Now that you know a little bit more about plant-touching side of the business and several different career paths there, let’s talk about how to get into the industry.
Tips for Getting Into the Cannabis Industry
Maybe you’re coming from a traditional, more corporate background and are looking to get into a startup industry.
Starting out, the first thing is to be visible. There are events going on all the time. There are fun events, business networking events, marketing-focused events, trade shows, and more.
You name it, and the cannabis industry definitely has it. When you’re first trying to get in, really establish what side of the industry you want to be on. Therefore, if you’re looking to get a career path in the cultivation side, look into where the cultivators are at. Are they at growing trade shows?
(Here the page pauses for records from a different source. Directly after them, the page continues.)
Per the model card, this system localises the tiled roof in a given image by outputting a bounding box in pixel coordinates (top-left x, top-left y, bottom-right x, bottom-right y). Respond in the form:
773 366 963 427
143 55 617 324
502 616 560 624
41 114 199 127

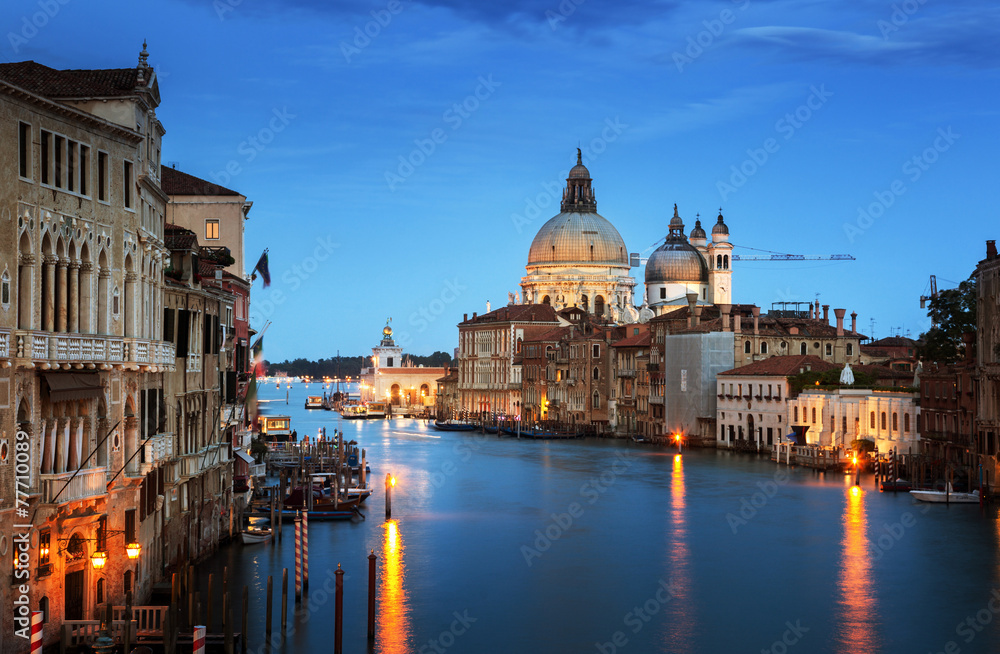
719 354 836 377
160 166 242 195
460 304 558 325
0 61 140 98
611 332 652 347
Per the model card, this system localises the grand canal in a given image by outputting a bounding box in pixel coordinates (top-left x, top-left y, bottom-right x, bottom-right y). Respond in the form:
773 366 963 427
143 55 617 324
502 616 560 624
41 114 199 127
191 384 1000 654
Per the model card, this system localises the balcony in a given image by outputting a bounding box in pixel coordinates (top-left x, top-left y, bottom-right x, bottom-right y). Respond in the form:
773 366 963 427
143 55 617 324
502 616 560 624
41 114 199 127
39 467 108 504
139 432 174 475
12 330 175 370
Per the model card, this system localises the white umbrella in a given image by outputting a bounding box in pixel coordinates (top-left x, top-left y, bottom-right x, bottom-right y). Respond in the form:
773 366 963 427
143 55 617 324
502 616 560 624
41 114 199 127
840 363 854 386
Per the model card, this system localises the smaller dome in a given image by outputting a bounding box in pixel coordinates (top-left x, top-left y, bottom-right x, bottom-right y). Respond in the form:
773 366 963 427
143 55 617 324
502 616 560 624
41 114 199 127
569 148 590 179
712 211 729 236
691 220 708 239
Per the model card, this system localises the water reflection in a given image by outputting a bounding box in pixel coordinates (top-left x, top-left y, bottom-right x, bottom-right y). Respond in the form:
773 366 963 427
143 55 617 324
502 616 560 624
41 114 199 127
836 486 879 654
666 454 695 652
376 520 410 653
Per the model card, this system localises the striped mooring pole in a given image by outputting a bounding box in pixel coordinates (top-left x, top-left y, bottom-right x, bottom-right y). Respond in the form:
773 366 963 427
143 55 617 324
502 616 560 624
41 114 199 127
295 515 302 602
302 511 309 590
193 626 207 654
31 611 43 654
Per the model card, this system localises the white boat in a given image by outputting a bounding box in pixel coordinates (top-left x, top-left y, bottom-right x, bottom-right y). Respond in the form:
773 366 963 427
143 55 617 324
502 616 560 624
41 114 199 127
910 483 979 504
241 527 271 545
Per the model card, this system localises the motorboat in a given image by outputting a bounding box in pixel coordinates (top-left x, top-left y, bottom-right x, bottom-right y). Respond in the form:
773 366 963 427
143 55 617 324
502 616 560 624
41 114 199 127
910 482 979 504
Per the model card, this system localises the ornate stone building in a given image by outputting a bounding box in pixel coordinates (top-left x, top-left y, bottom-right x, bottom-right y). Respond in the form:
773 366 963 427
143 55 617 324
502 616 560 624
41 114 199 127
521 150 635 321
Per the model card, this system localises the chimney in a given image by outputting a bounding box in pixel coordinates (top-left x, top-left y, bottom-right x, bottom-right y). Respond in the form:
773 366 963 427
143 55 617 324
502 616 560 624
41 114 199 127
719 304 733 332
833 309 847 336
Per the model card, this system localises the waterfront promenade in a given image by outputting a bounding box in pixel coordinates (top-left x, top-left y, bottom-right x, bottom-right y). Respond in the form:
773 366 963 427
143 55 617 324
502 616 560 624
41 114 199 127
191 384 1000 653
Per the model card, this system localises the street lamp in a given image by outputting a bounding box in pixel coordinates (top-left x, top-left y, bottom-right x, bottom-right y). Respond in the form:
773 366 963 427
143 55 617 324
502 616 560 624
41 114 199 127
90 550 108 570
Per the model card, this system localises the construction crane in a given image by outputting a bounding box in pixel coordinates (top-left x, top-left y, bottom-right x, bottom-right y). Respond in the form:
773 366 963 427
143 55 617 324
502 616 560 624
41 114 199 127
920 275 938 309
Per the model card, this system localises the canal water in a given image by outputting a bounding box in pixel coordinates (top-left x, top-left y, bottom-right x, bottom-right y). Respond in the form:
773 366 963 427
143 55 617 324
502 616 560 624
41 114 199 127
198 384 1000 654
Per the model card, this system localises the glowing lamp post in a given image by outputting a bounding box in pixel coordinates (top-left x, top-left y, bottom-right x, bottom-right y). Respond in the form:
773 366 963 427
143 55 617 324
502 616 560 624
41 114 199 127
90 551 108 570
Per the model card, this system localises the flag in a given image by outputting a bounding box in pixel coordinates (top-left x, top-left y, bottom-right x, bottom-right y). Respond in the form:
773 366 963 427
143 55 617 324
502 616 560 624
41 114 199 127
250 250 271 288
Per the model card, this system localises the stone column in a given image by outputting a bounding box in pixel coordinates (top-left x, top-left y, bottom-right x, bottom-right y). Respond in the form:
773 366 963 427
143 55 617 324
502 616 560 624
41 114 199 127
56 259 69 332
42 255 57 332
78 261 94 334
66 260 80 333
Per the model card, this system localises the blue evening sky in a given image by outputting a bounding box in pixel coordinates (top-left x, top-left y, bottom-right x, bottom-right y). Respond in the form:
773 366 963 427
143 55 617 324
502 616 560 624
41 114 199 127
0 0 1000 361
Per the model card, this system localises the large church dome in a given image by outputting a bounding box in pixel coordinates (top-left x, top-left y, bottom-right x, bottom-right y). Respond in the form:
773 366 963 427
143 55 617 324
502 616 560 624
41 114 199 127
528 149 629 267
528 212 628 266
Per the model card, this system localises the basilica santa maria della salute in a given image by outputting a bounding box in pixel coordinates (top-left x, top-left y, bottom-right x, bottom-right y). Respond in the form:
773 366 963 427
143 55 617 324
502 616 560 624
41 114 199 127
521 150 733 323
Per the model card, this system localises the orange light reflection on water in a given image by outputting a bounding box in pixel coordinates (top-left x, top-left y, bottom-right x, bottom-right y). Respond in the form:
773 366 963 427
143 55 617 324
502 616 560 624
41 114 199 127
665 454 696 652
376 520 410 652
836 486 879 654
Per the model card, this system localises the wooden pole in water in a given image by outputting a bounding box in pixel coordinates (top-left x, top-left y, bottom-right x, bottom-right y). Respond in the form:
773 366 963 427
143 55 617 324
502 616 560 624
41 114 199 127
385 472 392 520
240 585 250 654
368 550 378 640
205 573 215 633
333 563 344 654
266 575 274 642
281 568 288 636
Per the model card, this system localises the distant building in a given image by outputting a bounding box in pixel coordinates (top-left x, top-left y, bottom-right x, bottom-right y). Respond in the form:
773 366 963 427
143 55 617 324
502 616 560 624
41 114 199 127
716 355 837 450
975 241 1000 485
361 322 447 408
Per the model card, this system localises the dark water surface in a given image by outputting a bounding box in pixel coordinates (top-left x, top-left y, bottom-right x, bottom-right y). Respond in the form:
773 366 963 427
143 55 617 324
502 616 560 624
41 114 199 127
199 384 1000 654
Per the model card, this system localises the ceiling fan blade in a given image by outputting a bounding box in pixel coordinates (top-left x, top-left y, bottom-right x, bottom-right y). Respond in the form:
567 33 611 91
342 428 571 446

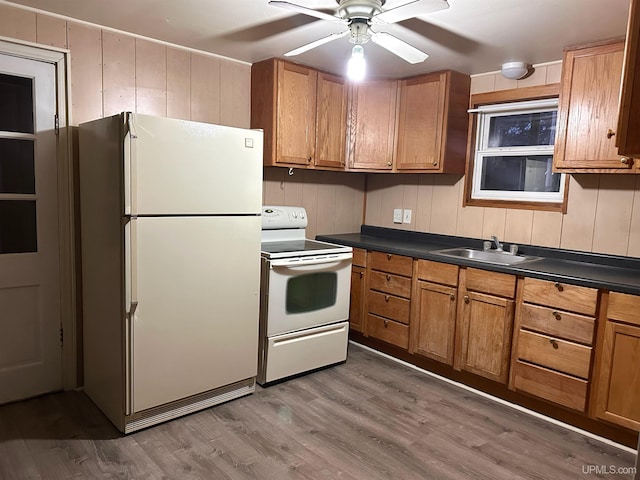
372 0 449 23
371 32 429 63
284 30 349 57
269 0 343 23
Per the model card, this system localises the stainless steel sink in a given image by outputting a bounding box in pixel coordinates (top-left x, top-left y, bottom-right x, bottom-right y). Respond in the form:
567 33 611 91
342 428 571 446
431 247 541 265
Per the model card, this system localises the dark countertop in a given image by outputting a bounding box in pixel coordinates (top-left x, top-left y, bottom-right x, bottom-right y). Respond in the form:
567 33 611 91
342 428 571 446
316 225 640 295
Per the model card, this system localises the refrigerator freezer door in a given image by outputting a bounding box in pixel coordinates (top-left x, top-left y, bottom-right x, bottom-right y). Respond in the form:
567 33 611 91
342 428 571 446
124 114 263 216
127 216 260 413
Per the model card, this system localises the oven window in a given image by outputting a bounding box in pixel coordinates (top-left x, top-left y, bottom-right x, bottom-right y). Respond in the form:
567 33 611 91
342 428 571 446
287 272 338 313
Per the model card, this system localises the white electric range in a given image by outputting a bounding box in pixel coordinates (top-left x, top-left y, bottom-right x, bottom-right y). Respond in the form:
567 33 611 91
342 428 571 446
258 206 353 385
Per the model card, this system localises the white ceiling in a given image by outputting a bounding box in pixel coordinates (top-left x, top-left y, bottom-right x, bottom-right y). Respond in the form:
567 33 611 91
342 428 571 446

For example, there’s an event here in Denver, Colorado called The Grow-Off where companies compete in growing. Everybody gets a clone from the same plant and then from there, they compete with their own growing style to see who can produce the best yield, terpene profile, and potency. That would be an example of a good event where you’ll meet a lot of cultivators and really get your face out there.
With that being said, understand that there are a lot of people who want to get into this industry. Whenever we put a job posting out, we see upwards of 100 or 200 people apply for these positions just because they’re looking to get into the cannabis industry. Instead of just blanket-emailing hiring managers, it makes a lot more sense to make yourself known whether you show up in person or otherwise.
In first checking out the industry, probably one of the more prominent things you’ll notice is the difference in culture versus traditional big corporations or traditional industries. The fact that the industry comes from a counterculture background and now has a bunch of startup companies in a startup industry, it really has a fun, energetic, little more laid-back vibe than typical industries.
There are a lot of companies that kind of fill in the spectrum all across the board, and so, when evaluating companies and different aspects of the industry, you really have to decide what type of culture you thrive in, which is where you really optimize your skill set.
When we look into that, whether it’s pharmaceutical-type company that’s really stringent in everything they do all the way down to more of those counterculture type of companies – you have to really focus on where you think you’ll fit in and what background makes the most sense for you.
Finally, to the question everybody’s been asking or waiting for is, how do I break into the industry?
Let’s say I want to be a lead cultivator someday, where do I start? Step one is getting the proper education. Whether you want to get into extraction, marketing, accounting, or sales, make sure you have the formal skill set and expertise in that area.
From there, it’s like in any other industry or any other job. You have to make yourself visible and stand out from the pack. Attend events, go above and beyond with different educational topics and really work on expanding your skill set, figure out which companies you really like and would love to work for. From there, find out who their decision-maker is and continuously let them know that you think you’d be a good fit for that position.
With a little tenacity and good skill set in your background, you should have no problem getting into the industry. Best of luck in your search!